The history of the judicial protection of DO Manzanilla would not be complete without referring to the European Community Regulation 1426 of the 26th June 1996 in which it is recognised that there is no need to allude to the name of the locality of production, Sanlúcar de Barrameda, in reference to the only Manzanilla legally possible – that of Sanlúcar. Until then there were not a few interpretations that, since the DO was called “Manzanilla - Sanlúcar de Barrameda”, it was implicit that there could be other Manzanillas. In fact even the High Court of Justice in Madrid pronounced that Manzanilla was a generic denomination for a white wine “which can be freely produced within certain rules.” The Consejo immediately appealed against this mistaken ruling in the higher Supreme Court and at the same time proposed to the Ministry of Agriculture the inclusion of the term Manzanilla in the very limited list of European denominations which are not identified by a geographical name, alongside Cava, Blanquette, Muscadet or Vinho Verde. With the passing of EU Regulation 1426/96 it was finally established that there can be no other Manzanilla and since then, every 26th June, the date the law was published, we celebrate in Sanlúcar and indeed all over the Sherry region, Manzanilla Day.
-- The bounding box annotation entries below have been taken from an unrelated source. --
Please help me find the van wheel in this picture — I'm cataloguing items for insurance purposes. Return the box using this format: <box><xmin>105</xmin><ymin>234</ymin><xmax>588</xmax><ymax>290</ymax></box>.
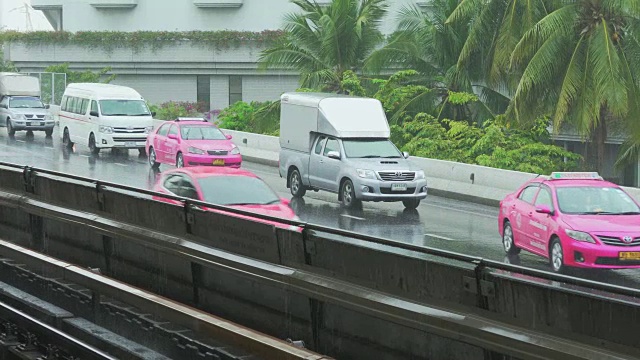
<box><xmin>176</xmin><ymin>153</ymin><xmax>184</xmax><ymax>167</ymax></box>
<box><xmin>289</xmin><ymin>169</ymin><xmax>307</xmax><ymax>197</ymax></box>
<box><xmin>402</xmin><ymin>199</ymin><xmax>420</xmax><ymax>210</ymax></box>
<box><xmin>149</xmin><ymin>147</ymin><xmax>160</xmax><ymax>169</ymax></box>
<box><xmin>340</xmin><ymin>179</ymin><xmax>361</xmax><ymax>208</ymax></box>
<box><xmin>89</xmin><ymin>133</ymin><xmax>100</xmax><ymax>155</ymax></box>
<box><xmin>62</xmin><ymin>128</ymin><xmax>73</xmax><ymax>149</ymax></box>
<box><xmin>7</xmin><ymin>119</ymin><xmax>16</xmax><ymax>137</ymax></box>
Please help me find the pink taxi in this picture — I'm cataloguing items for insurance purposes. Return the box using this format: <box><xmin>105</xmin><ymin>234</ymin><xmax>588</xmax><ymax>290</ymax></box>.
<box><xmin>498</xmin><ymin>172</ymin><xmax>640</xmax><ymax>272</ymax></box>
<box><xmin>146</xmin><ymin>118</ymin><xmax>242</xmax><ymax>168</ymax></box>
<box><xmin>153</xmin><ymin>166</ymin><xmax>299</xmax><ymax>228</ymax></box>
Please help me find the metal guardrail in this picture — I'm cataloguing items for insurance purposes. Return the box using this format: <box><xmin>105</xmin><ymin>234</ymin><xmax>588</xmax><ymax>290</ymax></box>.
<box><xmin>0</xmin><ymin>162</ymin><xmax>640</xmax><ymax>299</ymax></box>
<box><xmin>0</xmin><ymin>163</ymin><xmax>636</xmax><ymax>360</ymax></box>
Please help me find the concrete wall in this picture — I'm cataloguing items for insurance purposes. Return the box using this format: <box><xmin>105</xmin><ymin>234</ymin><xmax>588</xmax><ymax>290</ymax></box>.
<box><xmin>31</xmin><ymin>0</ymin><xmax>425</xmax><ymax>33</ymax></box>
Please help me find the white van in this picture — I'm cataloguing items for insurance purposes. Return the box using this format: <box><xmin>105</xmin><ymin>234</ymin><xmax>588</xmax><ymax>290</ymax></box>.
<box><xmin>59</xmin><ymin>83</ymin><xmax>155</xmax><ymax>154</ymax></box>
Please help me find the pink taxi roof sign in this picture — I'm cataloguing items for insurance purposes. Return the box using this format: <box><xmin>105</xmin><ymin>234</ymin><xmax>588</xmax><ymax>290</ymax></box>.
<box><xmin>550</xmin><ymin>172</ymin><xmax>602</xmax><ymax>180</ymax></box>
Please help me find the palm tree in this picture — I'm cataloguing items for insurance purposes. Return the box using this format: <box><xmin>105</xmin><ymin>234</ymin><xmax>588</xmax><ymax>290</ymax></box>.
<box><xmin>509</xmin><ymin>0</ymin><xmax>640</xmax><ymax>170</ymax></box>
<box><xmin>259</xmin><ymin>0</ymin><xmax>387</xmax><ymax>91</ymax></box>
<box><xmin>365</xmin><ymin>0</ymin><xmax>509</xmax><ymax>124</ymax></box>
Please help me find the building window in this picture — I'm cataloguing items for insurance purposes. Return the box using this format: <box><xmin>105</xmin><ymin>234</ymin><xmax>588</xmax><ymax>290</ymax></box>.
<box><xmin>229</xmin><ymin>76</ymin><xmax>242</xmax><ymax>105</ymax></box>
<box><xmin>196</xmin><ymin>75</ymin><xmax>211</xmax><ymax>111</ymax></box>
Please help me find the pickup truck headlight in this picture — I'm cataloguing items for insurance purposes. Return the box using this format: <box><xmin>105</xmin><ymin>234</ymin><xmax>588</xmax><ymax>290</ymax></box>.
<box><xmin>188</xmin><ymin>147</ymin><xmax>204</xmax><ymax>155</ymax></box>
<box><xmin>356</xmin><ymin>169</ymin><xmax>376</xmax><ymax>179</ymax></box>
<box><xmin>98</xmin><ymin>126</ymin><xmax>113</xmax><ymax>134</ymax></box>
<box><xmin>564</xmin><ymin>229</ymin><xmax>596</xmax><ymax>244</ymax></box>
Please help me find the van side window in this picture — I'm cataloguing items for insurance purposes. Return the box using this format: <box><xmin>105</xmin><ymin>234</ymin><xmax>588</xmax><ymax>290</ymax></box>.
<box><xmin>315</xmin><ymin>136</ymin><xmax>327</xmax><ymax>155</ymax></box>
<box><xmin>67</xmin><ymin>96</ymin><xmax>78</xmax><ymax>112</ymax></box>
<box><xmin>78</xmin><ymin>99</ymin><xmax>89</xmax><ymax>115</ymax></box>
<box><xmin>322</xmin><ymin>139</ymin><xmax>340</xmax><ymax>156</ymax></box>
<box><xmin>60</xmin><ymin>96</ymin><xmax>69</xmax><ymax>111</ymax></box>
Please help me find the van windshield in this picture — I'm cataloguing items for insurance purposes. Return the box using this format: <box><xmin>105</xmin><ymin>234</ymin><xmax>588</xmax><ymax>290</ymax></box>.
<box><xmin>342</xmin><ymin>139</ymin><xmax>402</xmax><ymax>158</ymax></box>
<box><xmin>100</xmin><ymin>100</ymin><xmax>151</xmax><ymax>116</ymax></box>
<box><xmin>9</xmin><ymin>97</ymin><xmax>44</xmax><ymax>109</ymax></box>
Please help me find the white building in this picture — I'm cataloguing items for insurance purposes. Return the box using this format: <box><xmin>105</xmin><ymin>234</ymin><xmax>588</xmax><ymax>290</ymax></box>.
<box><xmin>5</xmin><ymin>0</ymin><xmax>426</xmax><ymax>109</ymax></box>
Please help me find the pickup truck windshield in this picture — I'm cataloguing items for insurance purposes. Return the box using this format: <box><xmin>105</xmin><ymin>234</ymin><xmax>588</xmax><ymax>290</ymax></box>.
<box><xmin>342</xmin><ymin>139</ymin><xmax>402</xmax><ymax>158</ymax></box>
<box><xmin>100</xmin><ymin>100</ymin><xmax>151</xmax><ymax>116</ymax></box>
<box><xmin>9</xmin><ymin>97</ymin><xmax>44</xmax><ymax>109</ymax></box>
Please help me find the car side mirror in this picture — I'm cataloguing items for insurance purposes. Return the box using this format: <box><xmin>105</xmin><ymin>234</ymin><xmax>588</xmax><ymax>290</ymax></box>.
<box><xmin>536</xmin><ymin>205</ymin><xmax>553</xmax><ymax>215</ymax></box>
<box><xmin>327</xmin><ymin>151</ymin><xmax>340</xmax><ymax>160</ymax></box>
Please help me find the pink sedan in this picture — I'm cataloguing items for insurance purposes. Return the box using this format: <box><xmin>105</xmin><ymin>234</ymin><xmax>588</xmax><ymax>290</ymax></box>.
<box><xmin>146</xmin><ymin>118</ymin><xmax>242</xmax><ymax>168</ymax></box>
<box><xmin>498</xmin><ymin>173</ymin><xmax>640</xmax><ymax>272</ymax></box>
<box><xmin>153</xmin><ymin>166</ymin><xmax>299</xmax><ymax>229</ymax></box>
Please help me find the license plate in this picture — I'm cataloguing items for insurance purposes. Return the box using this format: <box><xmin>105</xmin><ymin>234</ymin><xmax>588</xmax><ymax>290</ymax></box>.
<box><xmin>391</xmin><ymin>184</ymin><xmax>407</xmax><ymax>191</ymax></box>
<box><xmin>618</xmin><ymin>251</ymin><xmax>640</xmax><ymax>260</ymax></box>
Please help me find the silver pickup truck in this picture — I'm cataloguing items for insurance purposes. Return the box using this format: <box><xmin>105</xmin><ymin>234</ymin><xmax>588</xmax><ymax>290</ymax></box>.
<box><xmin>279</xmin><ymin>93</ymin><xmax>427</xmax><ymax>209</ymax></box>
<box><xmin>0</xmin><ymin>73</ymin><xmax>55</xmax><ymax>137</ymax></box>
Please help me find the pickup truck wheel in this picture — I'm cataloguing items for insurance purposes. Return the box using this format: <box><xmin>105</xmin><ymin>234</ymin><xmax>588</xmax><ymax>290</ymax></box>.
<box><xmin>402</xmin><ymin>199</ymin><xmax>420</xmax><ymax>210</ymax></box>
<box><xmin>340</xmin><ymin>179</ymin><xmax>360</xmax><ymax>208</ymax></box>
<box><xmin>289</xmin><ymin>169</ymin><xmax>307</xmax><ymax>197</ymax></box>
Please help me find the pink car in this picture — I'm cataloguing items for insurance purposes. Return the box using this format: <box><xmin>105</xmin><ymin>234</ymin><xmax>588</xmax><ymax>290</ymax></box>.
<box><xmin>145</xmin><ymin>118</ymin><xmax>242</xmax><ymax>168</ymax></box>
<box><xmin>498</xmin><ymin>173</ymin><xmax>640</xmax><ymax>272</ymax></box>
<box><xmin>153</xmin><ymin>166</ymin><xmax>299</xmax><ymax>229</ymax></box>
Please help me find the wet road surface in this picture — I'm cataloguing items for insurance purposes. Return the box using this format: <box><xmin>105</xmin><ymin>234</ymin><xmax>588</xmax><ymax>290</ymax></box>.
<box><xmin>0</xmin><ymin>128</ymin><xmax>640</xmax><ymax>288</ymax></box>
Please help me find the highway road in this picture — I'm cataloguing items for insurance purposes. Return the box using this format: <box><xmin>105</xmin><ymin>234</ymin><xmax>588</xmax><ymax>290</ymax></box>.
<box><xmin>0</xmin><ymin>128</ymin><xmax>640</xmax><ymax>288</ymax></box>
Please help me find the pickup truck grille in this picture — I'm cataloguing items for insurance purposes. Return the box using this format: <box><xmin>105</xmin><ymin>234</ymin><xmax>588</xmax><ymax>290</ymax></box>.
<box><xmin>378</xmin><ymin>171</ymin><xmax>416</xmax><ymax>181</ymax></box>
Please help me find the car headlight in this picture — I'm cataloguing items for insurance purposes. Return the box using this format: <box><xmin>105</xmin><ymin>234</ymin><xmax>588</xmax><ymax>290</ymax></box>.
<box><xmin>564</xmin><ymin>229</ymin><xmax>596</xmax><ymax>244</ymax></box>
<box><xmin>98</xmin><ymin>126</ymin><xmax>113</xmax><ymax>134</ymax></box>
<box><xmin>188</xmin><ymin>147</ymin><xmax>204</xmax><ymax>155</ymax></box>
<box><xmin>356</xmin><ymin>169</ymin><xmax>376</xmax><ymax>179</ymax></box>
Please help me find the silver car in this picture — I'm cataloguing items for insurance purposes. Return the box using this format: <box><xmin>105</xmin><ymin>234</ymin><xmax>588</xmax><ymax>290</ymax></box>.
<box><xmin>0</xmin><ymin>96</ymin><xmax>55</xmax><ymax>137</ymax></box>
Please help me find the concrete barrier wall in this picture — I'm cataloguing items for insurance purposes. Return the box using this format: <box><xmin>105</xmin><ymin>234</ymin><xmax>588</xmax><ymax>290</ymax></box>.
<box><xmin>205</xmin><ymin>129</ymin><xmax>640</xmax><ymax>206</ymax></box>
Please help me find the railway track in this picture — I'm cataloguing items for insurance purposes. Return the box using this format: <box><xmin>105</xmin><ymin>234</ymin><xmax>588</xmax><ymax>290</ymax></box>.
<box><xmin>0</xmin><ymin>240</ymin><xmax>329</xmax><ymax>360</ymax></box>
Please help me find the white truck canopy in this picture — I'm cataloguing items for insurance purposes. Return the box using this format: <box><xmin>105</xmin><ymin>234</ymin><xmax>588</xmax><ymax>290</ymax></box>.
<box><xmin>280</xmin><ymin>93</ymin><xmax>391</xmax><ymax>151</ymax></box>
<box><xmin>0</xmin><ymin>72</ymin><xmax>40</xmax><ymax>97</ymax></box>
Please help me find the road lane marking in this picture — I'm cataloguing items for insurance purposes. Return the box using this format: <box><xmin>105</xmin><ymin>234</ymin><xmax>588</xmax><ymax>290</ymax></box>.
<box><xmin>424</xmin><ymin>233</ymin><xmax>460</xmax><ymax>241</ymax></box>
<box><xmin>342</xmin><ymin>214</ymin><xmax>367</xmax><ymax>221</ymax></box>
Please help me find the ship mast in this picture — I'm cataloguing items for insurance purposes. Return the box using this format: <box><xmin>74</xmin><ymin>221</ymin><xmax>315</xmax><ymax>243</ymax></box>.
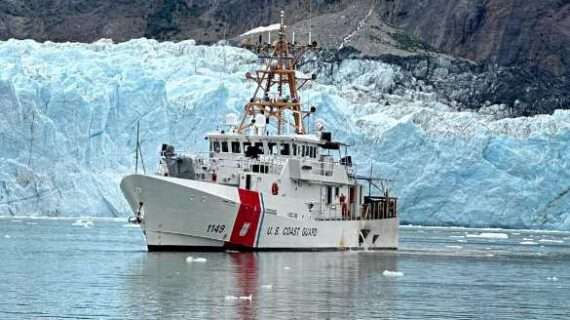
<box><xmin>237</xmin><ymin>11</ymin><xmax>317</xmax><ymax>135</ymax></box>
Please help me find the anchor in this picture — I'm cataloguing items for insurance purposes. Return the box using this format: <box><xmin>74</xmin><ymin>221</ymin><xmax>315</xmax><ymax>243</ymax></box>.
<box><xmin>129</xmin><ymin>202</ymin><xmax>143</xmax><ymax>224</ymax></box>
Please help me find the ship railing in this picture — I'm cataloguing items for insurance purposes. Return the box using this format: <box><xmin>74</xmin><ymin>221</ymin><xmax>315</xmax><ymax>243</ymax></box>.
<box><xmin>178</xmin><ymin>152</ymin><xmax>355</xmax><ymax>177</ymax></box>
<box><xmin>183</xmin><ymin>152</ymin><xmax>285</xmax><ymax>174</ymax></box>
<box><xmin>315</xmin><ymin>197</ymin><xmax>398</xmax><ymax>221</ymax></box>
<box><xmin>301</xmin><ymin>158</ymin><xmax>354</xmax><ymax>177</ymax></box>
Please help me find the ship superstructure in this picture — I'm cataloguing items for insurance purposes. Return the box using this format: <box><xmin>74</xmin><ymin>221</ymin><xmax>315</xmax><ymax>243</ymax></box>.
<box><xmin>121</xmin><ymin>14</ymin><xmax>399</xmax><ymax>250</ymax></box>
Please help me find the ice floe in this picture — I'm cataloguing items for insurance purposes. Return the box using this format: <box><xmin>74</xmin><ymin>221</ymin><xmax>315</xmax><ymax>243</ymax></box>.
<box><xmin>465</xmin><ymin>232</ymin><xmax>509</xmax><ymax>239</ymax></box>
<box><xmin>538</xmin><ymin>239</ymin><xmax>564</xmax><ymax>243</ymax></box>
<box><xmin>72</xmin><ymin>218</ymin><xmax>94</xmax><ymax>228</ymax></box>
<box><xmin>382</xmin><ymin>270</ymin><xmax>404</xmax><ymax>278</ymax></box>
<box><xmin>186</xmin><ymin>256</ymin><xmax>208</xmax><ymax>263</ymax></box>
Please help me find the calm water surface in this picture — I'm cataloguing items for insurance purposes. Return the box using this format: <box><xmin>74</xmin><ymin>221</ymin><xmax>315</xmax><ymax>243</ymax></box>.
<box><xmin>0</xmin><ymin>218</ymin><xmax>570</xmax><ymax>319</ymax></box>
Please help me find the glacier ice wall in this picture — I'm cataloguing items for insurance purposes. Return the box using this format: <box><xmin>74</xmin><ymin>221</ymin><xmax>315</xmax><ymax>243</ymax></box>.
<box><xmin>0</xmin><ymin>39</ymin><xmax>570</xmax><ymax>230</ymax></box>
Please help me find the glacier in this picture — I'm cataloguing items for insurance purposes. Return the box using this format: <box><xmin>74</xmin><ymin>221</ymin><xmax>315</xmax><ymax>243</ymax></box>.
<box><xmin>0</xmin><ymin>39</ymin><xmax>570</xmax><ymax>230</ymax></box>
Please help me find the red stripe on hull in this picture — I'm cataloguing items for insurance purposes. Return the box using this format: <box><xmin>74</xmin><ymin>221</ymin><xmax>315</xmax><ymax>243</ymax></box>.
<box><xmin>230</xmin><ymin>189</ymin><xmax>261</xmax><ymax>248</ymax></box>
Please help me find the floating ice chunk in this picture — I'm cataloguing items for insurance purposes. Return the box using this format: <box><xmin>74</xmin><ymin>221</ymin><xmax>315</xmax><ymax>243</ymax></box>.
<box><xmin>239</xmin><ymin>293</ymin><xmax>253</xmax><ymax>301</ymax></box>
<box><xmin>538</xmin><ymin>239</ymin><xmax>564</xmax><ymax>243</ymax></box>
<box><xmin>520</xmin><ymin>241</ymin><xmax>538</xmax><ymax>246</ymax></box>
<box><xmin>72</xmin><ymin>218</ymin><xmax>93</xmax><ymax>228</ymax></box>
<box><xmin>465</xmin><ymin>232</ymin><xmax>509</xmax><ymax>239</ymax></box>
<box><xmin>382</xmin><ymin>270</ymin><xmax>404</xmax><ymax>278</ymax></box>
<box><xmin>186</xmin><ymin>256</ymin><xmax>208</xmax><ymax>263</ymax></box>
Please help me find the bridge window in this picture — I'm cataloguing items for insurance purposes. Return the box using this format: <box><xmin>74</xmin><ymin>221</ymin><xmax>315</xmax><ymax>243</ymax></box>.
<box><xmin>213</xmin><ymin>141</ymin><xmax>220</xmax><ymax>153</ymax></box>
<box><xmin>232</xmin><ymin>141</ymin><xmax>240</xmax><ymax>153</ymax></box>
<box><xmin>281</xmin><ymin>143</ymin><xmax>291</xmax><ymax>156</ymax></box>
<box><xmin>243</xmin><ymin>142</ymin><xmax>251</xmax><ymax>153</ymax></box>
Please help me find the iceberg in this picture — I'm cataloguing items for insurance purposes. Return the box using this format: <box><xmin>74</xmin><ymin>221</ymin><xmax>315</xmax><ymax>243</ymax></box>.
<box><xmin>0</xmin><ymin>39</ymin><xmax>570</xmax><ymax>230</ymax></box>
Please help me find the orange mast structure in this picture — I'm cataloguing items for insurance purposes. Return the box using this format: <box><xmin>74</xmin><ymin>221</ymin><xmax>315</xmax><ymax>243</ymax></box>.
<box><xmin>237</xmin><ymin>11</ymin><xmax>317</xmax><ymax>135</ymax></box>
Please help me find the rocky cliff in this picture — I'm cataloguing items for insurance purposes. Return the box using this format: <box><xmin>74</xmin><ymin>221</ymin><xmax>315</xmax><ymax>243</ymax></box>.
<box><xmin>0</xmin><ymin>0</ymin><xmax>570</xmax><ymax>116</ymax></box>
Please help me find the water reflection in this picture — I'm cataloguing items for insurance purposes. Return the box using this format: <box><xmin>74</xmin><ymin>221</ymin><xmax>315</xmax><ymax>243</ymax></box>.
<box><xmin>126</xmin><ymin>252</ymin><xmax>397</xmax><ymax>319</ymax></box>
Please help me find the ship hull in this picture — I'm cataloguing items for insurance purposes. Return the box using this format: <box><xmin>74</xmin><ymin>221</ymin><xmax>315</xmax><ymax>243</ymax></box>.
<box><xmin>121</xmin><ymin>175</ymin><xmax>399</xmax><ymax>251</ymax></box>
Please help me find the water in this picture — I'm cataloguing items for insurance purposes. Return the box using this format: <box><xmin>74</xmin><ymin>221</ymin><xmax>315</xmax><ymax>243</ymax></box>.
<box><xmin>0</xmin><ymin>218</ymin><xmax>570</xmax><ymax>319</ymax></box>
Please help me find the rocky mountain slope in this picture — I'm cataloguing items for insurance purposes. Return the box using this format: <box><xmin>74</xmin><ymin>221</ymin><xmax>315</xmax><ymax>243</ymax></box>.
<box><xmin>0</xmin><ymin>0</ymin><xmax>570</xmax><ymax>116</ymax></box>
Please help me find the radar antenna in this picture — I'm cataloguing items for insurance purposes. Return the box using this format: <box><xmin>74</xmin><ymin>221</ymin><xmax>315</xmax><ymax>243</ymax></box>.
<box><xmin>237</xmin><ymin>11</ymin><xmax>317</xmax><ymax>135</ymax></box>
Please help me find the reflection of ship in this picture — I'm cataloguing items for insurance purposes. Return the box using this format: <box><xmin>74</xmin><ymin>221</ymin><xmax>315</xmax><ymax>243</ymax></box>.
<box><xmin>121</xmin><ymin>11</ymin><xmax>399</xmax><ymax>250</ymax></box>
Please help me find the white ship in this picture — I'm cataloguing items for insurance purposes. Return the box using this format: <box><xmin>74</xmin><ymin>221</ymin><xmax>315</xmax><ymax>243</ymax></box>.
<box><xmin>121</xmin><ymin>15</ymin><xmax>399</xmax><ymax>251</ymax></box>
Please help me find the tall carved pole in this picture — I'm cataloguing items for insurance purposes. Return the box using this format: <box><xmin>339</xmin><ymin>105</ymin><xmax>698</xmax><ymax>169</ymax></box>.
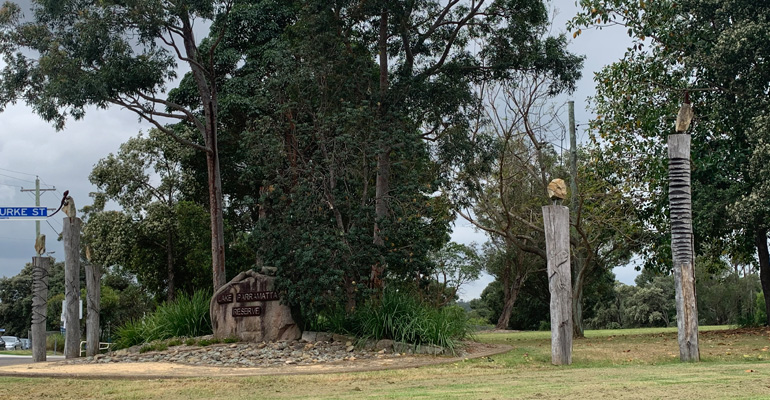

But apart from all this work for judicial protection, it is truly important that we pay homage to the men and women who for more than fifty years – many, many more – have made such an exceptional wine as Manzanilla possible. These people, whose hard work and skill in the vineyards and bodegas, have given us – and continue to give us – a unique product which is the pride of a people and an entire region. Manzanilla is an oenological treasure and a gift for the senses. Its pale colour and fresh penetrating fragrance, its dry palate, light and full of nuances, make it one of the most special and most enjoyed wines in the world. Without doubt it is a symbol of our culture and our land. And all that is nothing more than the fruit of very particular conditions of land, cultivation and winemaking, but above all the ageing in the bodegas of Sanlúcar de Barrameda.
There are three factors which provide such a special microclimate in Sanlúcar: the river Guadalquivir, the town’s natural limit to the north; the Atlantic Ocean into which the river pours its waters and which forms the western limit to the town; and the salt marshes, a huge area of unrelenting flat land which sits on what was once the river delta. Thanks to this situation the harsh temperatures of the south of Spain are made gentler and the relative humidity rises. Another contributory factor is the topography of Sanlúcar itself which sits on two terraces at different levels, the Barrio Bajo which is at sea level and the Barrio Alto a few metres higher such that the sea breeze, the west wind which brings humidity, is slowed by the higher ground and deposits moisture in the town. These exceptional conditions are perfect for the growth of flor which is abundant in the bodegas of Sanlúcar, and with it come the special organoleptic characteristics and personality of the biologically aged wines.
During its years of ageing Manzanilla becomes a uniquely special wine which could only result from the geographical position of the Sanlúcar bodegas allied to centuries of winemaking tradition.